Two rationales for the size and persistence of the Soviet BW program are proposed here: first, that officials in the USSR did not believe the United States had actually dismantled its own BW program, and, second, that, in the byzantine Soviet system, the MOD was unwillingly to relinquish any military asset acquired during the Cold War, even after the years of diplomatic rapprochement under Gorbachev. By the time Gorbachev took an interest in the BW program, he lacked the authority to dismantle it. When Boris Yeltsin outlawed BW activities, stonewalling "old hands" frustrated the international movement toward arms control inspections and verification. As for Vladimir Putin's Russia, the authors are reduced to wishful thinking: "Since we do not actually know what is and has been taking place within the three R[ussian] F[ederation]-MOD facilities since 1992, perhaps the situation is better than might be feared" (678).
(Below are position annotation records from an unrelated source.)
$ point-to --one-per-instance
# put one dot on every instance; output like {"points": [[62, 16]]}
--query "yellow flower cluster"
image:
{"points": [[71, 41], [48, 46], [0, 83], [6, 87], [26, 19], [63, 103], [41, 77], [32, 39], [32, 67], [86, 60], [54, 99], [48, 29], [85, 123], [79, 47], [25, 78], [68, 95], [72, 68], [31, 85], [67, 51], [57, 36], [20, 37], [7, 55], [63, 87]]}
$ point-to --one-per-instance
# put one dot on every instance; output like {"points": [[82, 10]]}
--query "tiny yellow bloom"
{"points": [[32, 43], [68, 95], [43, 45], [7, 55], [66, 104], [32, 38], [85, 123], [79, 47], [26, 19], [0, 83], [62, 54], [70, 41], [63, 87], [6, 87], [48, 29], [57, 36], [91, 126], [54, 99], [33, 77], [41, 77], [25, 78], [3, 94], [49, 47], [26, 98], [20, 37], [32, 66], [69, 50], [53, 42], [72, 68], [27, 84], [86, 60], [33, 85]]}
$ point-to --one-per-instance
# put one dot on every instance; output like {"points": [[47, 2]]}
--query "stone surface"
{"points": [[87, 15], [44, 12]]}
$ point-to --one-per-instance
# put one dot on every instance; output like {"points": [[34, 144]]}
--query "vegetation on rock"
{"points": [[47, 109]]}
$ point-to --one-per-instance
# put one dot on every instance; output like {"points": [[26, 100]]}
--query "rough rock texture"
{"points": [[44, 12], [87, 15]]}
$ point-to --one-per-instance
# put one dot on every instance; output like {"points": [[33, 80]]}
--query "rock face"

The Soviet Biological Weapons Program is a book by and for specialists. Even seasoned Cold War scholars may be overwhelmed by its array of acronyms and scientific terms, complex civil-military interconnections, and military, scientific, and political characters. Nonetheless, Leitenberg and Zilinskas have made a most salutary contribution to the scholarship on the Cold War, weapons proliferation, the history of science, and international relations. Despite the frequent absence of reliable documentation and the thick veil of Soviet secrecy, denial, and misrepresentation, they have painstakingly compiled the best currently available evidence[1] in a comprehensive resource for anyone seriously interested in the Soviet Union's BW program.